Security breaches, ransomware and other computer malware, phishing, and cyberattacks have become more prevalent and sophisticated in recent years, making it increasingly difficult to successfully defend against them or implement adequate preventive measures. Furthermore, we currently hold contracts with both U.S. and foreign governments, including the U.S. military, and expect to expand our portfolio of government contracts going forward, which may increase the risk that we will
become a target for such attacks. As the risk of attack increases, our costs associated with network security and other aspects of cyber security may also increase. Our security measures or those of our third-party service providers could fail and result in unauthorized access to, damage to, disablement or encryption of, use or misuse of, disclosure of, modification of, destruction of, or loss of the data that we or they maintain or otherwise process. In addition, our remediation efforts may not be successful. We also may face difficulty or delay in identifying, remediating, and otherwise responding to cyberattacks and other security breaches and incidents. Furthermore, concerns about our practices or the ultimate use of our products and services with regard to the collection, use, retention, security, or disclosure or other processing of personal information or other matters relating to privacy, data protection or cybersecurity, including with respect to AI, could make us a more attractive target for malicious attacks and increase the resulting damage to our reputation and negative effect on our operating results if a cyberattack or other security breach occurs or is perceived to have occurred.

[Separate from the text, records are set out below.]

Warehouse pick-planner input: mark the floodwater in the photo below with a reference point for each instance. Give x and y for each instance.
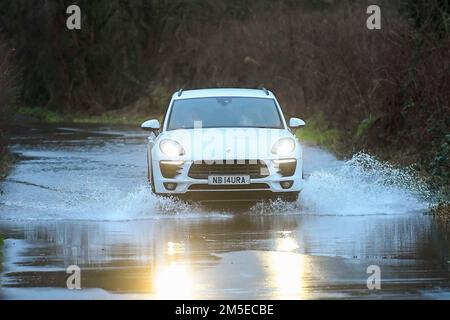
(79, 196)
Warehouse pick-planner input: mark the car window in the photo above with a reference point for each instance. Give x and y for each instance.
(222, 112)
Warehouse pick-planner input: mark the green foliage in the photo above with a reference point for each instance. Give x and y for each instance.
(364, 125)
(319, 131)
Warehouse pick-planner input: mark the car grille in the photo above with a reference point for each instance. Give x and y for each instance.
(229, 187)
(252, 168)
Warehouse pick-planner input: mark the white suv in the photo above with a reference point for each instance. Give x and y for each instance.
(225, 145)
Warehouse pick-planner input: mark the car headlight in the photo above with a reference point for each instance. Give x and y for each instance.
(171, 148)
(283, 146)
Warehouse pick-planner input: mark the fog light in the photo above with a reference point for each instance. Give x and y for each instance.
(170, 186)
(286, 184)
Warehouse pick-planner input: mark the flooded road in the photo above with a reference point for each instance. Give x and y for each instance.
(79, 196)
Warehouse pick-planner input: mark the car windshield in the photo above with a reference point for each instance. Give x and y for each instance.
(223, 112)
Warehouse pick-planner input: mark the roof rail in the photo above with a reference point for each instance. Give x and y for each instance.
(265, 91)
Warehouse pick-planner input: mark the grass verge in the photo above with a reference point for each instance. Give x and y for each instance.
(6, 161)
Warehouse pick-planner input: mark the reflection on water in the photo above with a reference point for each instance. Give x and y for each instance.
(285, 275)
(174, 281)
(280, 257)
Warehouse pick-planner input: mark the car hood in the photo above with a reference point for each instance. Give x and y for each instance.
(227, 143)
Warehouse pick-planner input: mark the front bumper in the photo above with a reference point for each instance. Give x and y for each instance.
(265, 187)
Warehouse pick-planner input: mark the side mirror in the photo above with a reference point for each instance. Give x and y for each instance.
(295, 123)
(151, 125)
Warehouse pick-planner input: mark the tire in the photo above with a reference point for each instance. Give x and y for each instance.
(150, 179)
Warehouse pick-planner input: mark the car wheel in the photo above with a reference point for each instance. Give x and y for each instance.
(152, 184)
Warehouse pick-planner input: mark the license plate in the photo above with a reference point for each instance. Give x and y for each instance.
(224, 180)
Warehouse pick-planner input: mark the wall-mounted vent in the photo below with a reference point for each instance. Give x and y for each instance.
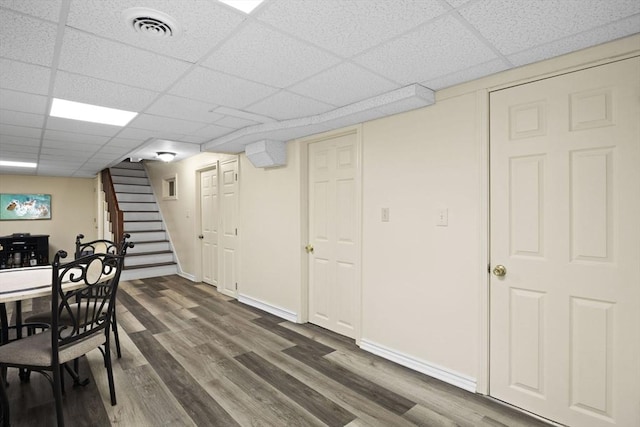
(151, 23)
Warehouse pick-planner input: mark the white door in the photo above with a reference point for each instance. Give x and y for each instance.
(209, 219)
(227, 278)
(565, 224)
(334, 232)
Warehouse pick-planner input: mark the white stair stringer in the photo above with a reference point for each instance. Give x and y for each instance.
(152, 254)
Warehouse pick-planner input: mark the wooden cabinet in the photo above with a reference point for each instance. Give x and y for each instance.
(24, 250)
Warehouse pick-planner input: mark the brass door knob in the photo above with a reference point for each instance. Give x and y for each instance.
(500, 270)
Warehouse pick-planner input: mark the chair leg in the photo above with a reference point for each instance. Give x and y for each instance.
(114, 328)
(57, 393)
(4, 404)
(107, 362)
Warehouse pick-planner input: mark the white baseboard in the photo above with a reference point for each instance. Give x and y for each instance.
(190, 277)
(462, 381)
(271, 309)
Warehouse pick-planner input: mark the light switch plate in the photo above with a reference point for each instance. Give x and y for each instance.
(442, 217)
(385, 215)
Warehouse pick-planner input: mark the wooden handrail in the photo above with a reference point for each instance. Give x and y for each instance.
(116, 215)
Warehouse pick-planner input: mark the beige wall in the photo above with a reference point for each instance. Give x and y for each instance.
(421, 281)
(271, 248)
(73, 209)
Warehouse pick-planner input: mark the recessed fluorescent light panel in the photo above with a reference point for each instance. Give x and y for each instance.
(18, 164)
(90, 113)
(245, 6)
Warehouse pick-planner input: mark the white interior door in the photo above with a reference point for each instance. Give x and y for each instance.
(334, 232)
(227, 277)
(565, 223)
(209, 219)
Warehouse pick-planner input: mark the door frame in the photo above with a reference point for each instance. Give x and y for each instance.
(304, 222)
(198, 217)
(484, 141)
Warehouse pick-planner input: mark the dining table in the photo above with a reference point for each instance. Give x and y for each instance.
(20, 284)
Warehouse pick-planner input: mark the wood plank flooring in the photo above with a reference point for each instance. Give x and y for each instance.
(193, 357)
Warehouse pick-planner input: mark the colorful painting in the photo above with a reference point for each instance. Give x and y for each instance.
(25, 206)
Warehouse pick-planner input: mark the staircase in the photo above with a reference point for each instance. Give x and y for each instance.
(152, 254)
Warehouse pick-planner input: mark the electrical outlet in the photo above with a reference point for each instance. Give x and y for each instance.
(385, 215)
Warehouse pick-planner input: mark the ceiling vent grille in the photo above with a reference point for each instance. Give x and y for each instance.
(151, 23)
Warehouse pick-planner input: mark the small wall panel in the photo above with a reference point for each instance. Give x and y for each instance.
(527, 120)
(345, 211)
(526, 340)
(591, 109)
(526, 209)
(591, 205)
(591, 356)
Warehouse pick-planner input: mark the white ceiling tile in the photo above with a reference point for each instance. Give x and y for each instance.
(66, 145)
(212, 131)
(89, 90)
(204, 23)
(37, 38)
(49, 9)
(7, 151)
(111, 150)
(599, 35)
(90, 55)
(468, 74)
(19, 140)
(21, 101)
(74, 137)
(144, 134)
(21, 131)
(77, 126)
(286, 105)
(166, 124)
(458, 3)
(124, 143)
(21, 119)
(218, 88)
(24, 77)
(410, 59)
(259, 53)
(184, 108)
(348, 27)
(234, 122)
(193, 139)
(19, 153)
(533, 23)
(349, 83)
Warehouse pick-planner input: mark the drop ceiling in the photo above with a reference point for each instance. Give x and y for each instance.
(289, 68)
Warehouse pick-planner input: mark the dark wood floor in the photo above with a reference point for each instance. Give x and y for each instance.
(194, 357)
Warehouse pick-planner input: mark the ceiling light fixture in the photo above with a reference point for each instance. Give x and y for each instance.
(165, 156)
(90, 113)
(18, 164)
(245, 6)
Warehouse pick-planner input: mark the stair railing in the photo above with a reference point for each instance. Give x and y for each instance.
(116, 215)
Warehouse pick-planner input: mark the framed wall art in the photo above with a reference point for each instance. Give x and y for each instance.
(25, 206)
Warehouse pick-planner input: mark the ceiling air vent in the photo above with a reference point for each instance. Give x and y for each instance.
(151, 23)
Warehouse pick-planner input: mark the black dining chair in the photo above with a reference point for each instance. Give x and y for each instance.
(83, 294)
(82, 249)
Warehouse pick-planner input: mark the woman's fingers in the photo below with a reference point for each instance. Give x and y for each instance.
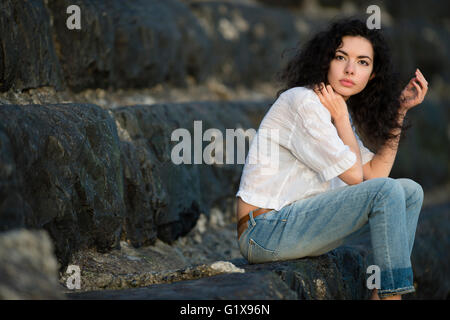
(419, 90)
(421, 76)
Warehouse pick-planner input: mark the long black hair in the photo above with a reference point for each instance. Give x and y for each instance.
(374, 110)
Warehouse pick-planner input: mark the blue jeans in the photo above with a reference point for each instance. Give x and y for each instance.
(386, 208)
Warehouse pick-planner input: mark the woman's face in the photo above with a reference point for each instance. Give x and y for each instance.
(353, 60)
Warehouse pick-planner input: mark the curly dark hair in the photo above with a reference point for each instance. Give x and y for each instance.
(374, 110)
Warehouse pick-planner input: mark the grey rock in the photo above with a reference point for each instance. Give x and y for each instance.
(27, 54)
(28, 267)
(145, 132)
(262, 285)
(128, 44)
(62, 172)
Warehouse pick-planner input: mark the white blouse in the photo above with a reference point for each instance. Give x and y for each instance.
(296, 153)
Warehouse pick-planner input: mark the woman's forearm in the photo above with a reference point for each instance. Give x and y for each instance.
(383, 161)
(345, 132)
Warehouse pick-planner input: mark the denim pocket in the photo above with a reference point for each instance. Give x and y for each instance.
(259, 254)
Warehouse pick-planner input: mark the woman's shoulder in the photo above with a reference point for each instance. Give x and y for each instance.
(299, 94)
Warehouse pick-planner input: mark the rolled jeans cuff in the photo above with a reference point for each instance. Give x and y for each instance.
(396, 281)
(388, 293)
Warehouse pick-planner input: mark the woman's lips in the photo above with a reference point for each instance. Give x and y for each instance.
(346, 83)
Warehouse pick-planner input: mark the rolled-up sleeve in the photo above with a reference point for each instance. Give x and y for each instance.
(366, 154)
(314, 141)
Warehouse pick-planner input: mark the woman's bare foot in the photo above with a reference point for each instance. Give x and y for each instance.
(376, 297)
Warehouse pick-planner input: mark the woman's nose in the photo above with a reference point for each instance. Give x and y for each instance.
(349, 69)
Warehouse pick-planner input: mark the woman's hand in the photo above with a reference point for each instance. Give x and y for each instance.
(413, 94)
(333, 101)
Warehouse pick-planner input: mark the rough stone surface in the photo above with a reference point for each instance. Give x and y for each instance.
(261, 285)
(28, 268)
(27, 55)
(62, 172)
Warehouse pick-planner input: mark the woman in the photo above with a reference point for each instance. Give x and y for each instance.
(327, 187)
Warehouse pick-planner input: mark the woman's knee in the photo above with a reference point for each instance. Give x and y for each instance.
(413, 191)
(389, 187)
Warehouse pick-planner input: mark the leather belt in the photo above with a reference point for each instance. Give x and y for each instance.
(242, 222)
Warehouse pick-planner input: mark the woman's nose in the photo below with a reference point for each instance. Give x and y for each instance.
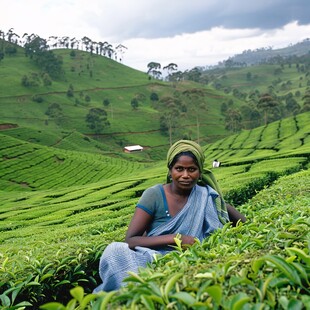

We cannot ensure that any limitation of liability provisions we may have in our customer and user agreements, contracts with third-party vendors and service providers, and other contracts relating to a security compromise or breach or other privacy or security incident would be enforceable or adequate or would otherwise protect us from any liabilities or damages with respect to any particular claim.
Moreover, our insurance coverage may not provide adequate coverage for liabilities we incur or indemnification claims we receive relating to any privacy or security incident or breach, or an insurer may deny coverage of claims. In the future, we may not be able to secure insurance for such matters on commercially reasonable terms, or at all. The successful assertion of one or more large claims against us that exceed available insurance coverage, or the occurrence of changes in our insurance policies, including premium increases or the imposition of large deductible or co-insurance requirements, could adversely affect our business, financial condition, and results of operations.
Changes in regulations applicable to the Internet and e-commerce that increase the taxes on the services we provide could materially harm our business and operating results.
As Internet commerce continues to evolve, increasing taxation by state, local or foreign tax authorities becomes more likely. For example, taxation of electronically delivered products and services or other charges imposed by government agencies may also be imposed. We collect transactional taxes and we believe we are compliant and current in all jurisdictions where we have a collection obligation for transaction taxes. Any regulation imposing greater taxes or other fees for products and services could result in a decline in the sale of products and services and the viability of those products and services, harming our business and operating results. A successful assertion by one or more states or foreign tax authorities that we should collect and remit sales or other taxes on the sale of our products or services could result in substantial liability for past sales.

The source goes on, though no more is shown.